The financial crisis of 2008 led to additional enhancements. The American Recovery and Reinvestment Act of 2009, part of President Barack Obama’s stimulus package, extended the 50% bonus depreciation provision through 2010. This extension was crucial in supporting businesses during a period of severe economic uncertainty, helping them maintain cash flow and invest in critical capital improvements.
A significant overhaul came with the Tax Cuts and Jobs Act (TCJA) of 2017, signed by President Donald Trump. The TCJA dramatically increased the bonus depreciation rate to 100%, allowing businesses to fully deduct the cost of eligible property in the year it was placed into service. Additionally, for the first time, the TCJA made used property eligible for bonus depreciation, provided it met specific acquisition criteria. This broadening of scope made the provision more accessible to a wider range of businesses, further encouraging capital investment.
Is Bonus Depreciation Going Away?
The 100% bonus depreciation provision, established under the Tax Cuts and Jobs Act (TCJA) of 2017, is scheduled to phase out gradually beginning in 2023. This provision has provided a substantial tax advantage for real estate investors by allowing them to immediately deduct the full cost of qualifying property in the year it is placed into service.
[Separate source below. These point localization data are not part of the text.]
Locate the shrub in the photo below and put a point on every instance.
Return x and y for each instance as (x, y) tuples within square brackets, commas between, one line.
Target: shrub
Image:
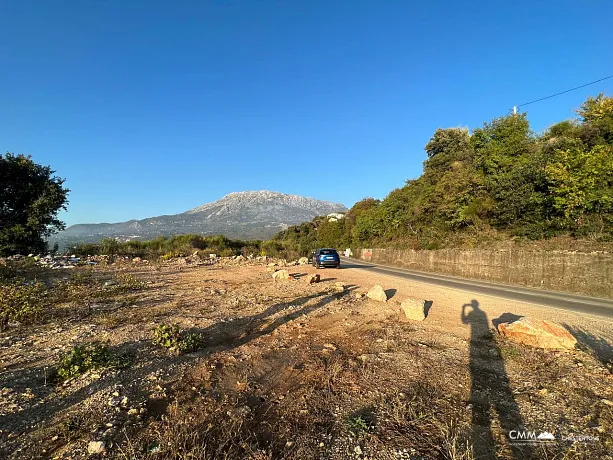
[(127, 282), (173, 338), (21, 302), (82, 358)]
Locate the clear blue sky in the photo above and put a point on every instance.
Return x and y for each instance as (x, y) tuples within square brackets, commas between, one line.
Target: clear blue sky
[(154, 107)]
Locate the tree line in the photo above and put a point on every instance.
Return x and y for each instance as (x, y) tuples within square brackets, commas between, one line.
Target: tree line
[(499, 181)]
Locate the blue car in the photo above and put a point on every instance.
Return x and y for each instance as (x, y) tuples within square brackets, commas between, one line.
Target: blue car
[(325, 257)]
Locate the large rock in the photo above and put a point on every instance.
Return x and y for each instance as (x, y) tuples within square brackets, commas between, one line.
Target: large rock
[(377, 293), (280, 275), (414, 309), (537, 333)]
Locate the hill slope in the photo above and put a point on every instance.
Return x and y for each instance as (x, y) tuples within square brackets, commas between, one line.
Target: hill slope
[(240, 215)]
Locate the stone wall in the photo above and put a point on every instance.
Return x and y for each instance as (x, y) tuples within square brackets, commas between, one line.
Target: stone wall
[(574, 272)]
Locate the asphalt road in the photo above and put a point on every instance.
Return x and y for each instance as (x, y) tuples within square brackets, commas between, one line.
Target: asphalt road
[(579, 304)]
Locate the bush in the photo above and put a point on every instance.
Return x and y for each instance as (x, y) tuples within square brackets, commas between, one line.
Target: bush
[(82, 358), (20, 301), (127, 282), (173, 338)]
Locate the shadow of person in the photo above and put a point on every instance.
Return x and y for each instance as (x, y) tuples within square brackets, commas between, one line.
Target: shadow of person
[(490, 389)]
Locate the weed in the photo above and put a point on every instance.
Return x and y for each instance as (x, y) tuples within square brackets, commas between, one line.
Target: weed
[(173, 338), (509, 351), (83, 358), (357, 425), (21, 301), (127, 282)]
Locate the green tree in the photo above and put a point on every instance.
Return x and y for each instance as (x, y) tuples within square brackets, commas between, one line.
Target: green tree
[(582, 186), (30, 199)]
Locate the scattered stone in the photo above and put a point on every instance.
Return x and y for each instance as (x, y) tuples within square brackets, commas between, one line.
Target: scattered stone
[(377, 293), (538, 333), (414, 309), (280, 275), (96, 447)]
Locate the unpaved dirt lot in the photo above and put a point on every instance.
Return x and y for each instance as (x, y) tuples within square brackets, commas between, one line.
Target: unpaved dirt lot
[(292, 370)]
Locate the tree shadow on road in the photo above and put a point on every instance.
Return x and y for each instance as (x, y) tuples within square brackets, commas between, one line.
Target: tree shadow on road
[(596, 346), (490, 388)]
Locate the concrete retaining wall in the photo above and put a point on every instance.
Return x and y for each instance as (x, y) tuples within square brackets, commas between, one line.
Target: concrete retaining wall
[(574, 272)]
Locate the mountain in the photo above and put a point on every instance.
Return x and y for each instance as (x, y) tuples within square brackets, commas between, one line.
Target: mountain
[(239, 215)]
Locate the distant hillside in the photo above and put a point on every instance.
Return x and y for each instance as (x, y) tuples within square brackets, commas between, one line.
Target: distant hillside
[(239, 215)]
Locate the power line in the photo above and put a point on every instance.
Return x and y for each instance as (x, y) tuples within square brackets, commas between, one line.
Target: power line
[(562, 92)]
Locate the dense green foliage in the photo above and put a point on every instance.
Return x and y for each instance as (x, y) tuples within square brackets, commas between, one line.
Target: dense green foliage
[(184, 245), (30, 199), (174, 338), (500, 180), (21, 301), (82, 358)]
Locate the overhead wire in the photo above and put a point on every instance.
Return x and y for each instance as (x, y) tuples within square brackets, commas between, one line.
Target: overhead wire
[(562, 92)]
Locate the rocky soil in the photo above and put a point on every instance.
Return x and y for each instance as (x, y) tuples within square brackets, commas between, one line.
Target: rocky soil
[(297, 368)]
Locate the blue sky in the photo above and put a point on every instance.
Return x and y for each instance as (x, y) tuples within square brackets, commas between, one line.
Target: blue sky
[(154, 107)]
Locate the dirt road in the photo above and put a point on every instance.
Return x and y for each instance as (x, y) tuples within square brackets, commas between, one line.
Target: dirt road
[(299, 371)]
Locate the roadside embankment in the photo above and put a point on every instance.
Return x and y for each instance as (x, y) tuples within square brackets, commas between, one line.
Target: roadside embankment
[(585, 273)]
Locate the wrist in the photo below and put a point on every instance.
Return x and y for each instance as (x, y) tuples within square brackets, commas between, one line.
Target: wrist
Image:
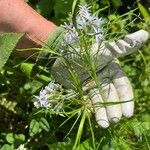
[(20, 17)]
However, unless new legislation is introduced to extend or amend this provision, the phasedown will follow this trajectory:
- 2023: 80% deduction
- 2024: 60% deduction
- 2025: 40% deduction
- 2026: 20% deduction
- 2027: 0% deduction
This gradual reduction means that real estate investors will progressively lose the ability to fully expense qualifying property in the first year and will need to revert to traditional depreciation methods, which spread the deduction over several years. This change will impact the timing of tax benefits and could influence investment decisions and cash flow management.
For real estate investors, the phase-out of 100% bonus depreciation necessitates strategic planning. Investors should consider timing their capital expenditures to maximize the current benefits of accelerated depreciation. For instance, placing qualifying property into service before the end of 2022 will allow investors to take full advantage of the 100% deduction. As the deduction rate decreases annually, the available tax savings will diminish, requiring careful financial planning to optimize investment returns.
Although the phase-down schedule is set, there remains a possibility of legislative adjustments. Historically, bonus depreciation has been adjusted in response to economic conditions. For example, during the 2008 financial crisis, the provision was extended to support economic recovery. Given its effectiveness in driving investment, particularly in real estate, there could be future modifications or extensions if economic conditions warrant additional support.
Real estate investors should remain vigilant and stay informed about potential legislative changes. Adjusting investment strategies—such as accelerating capital expenditures or exploring alternative tax strategies—will be essential as bonus depreciation phases out. Consulting with tax advisors and financial planners can provide valuable insights and help investors navigate these changes effectively.
So why does Bonus Depreciation pair so well with cost segregation?
Cost segregation allows us to activate bonus depreciation through changing the class lives of the property.
Instead of looking at the building as one 39-Year piece of property. Cost segregation segregates the building into different parts that then get sorted into different buckets that have shorter class lives.
You see, you can only use Bonus Depreciation on property that has less than a 20 year class life. So by chopping up the building and sorting it from everything being in a 39 year bucket to being a mixture of 5 year and 15 year buckets.
We can now apply bonus depreciation to our property.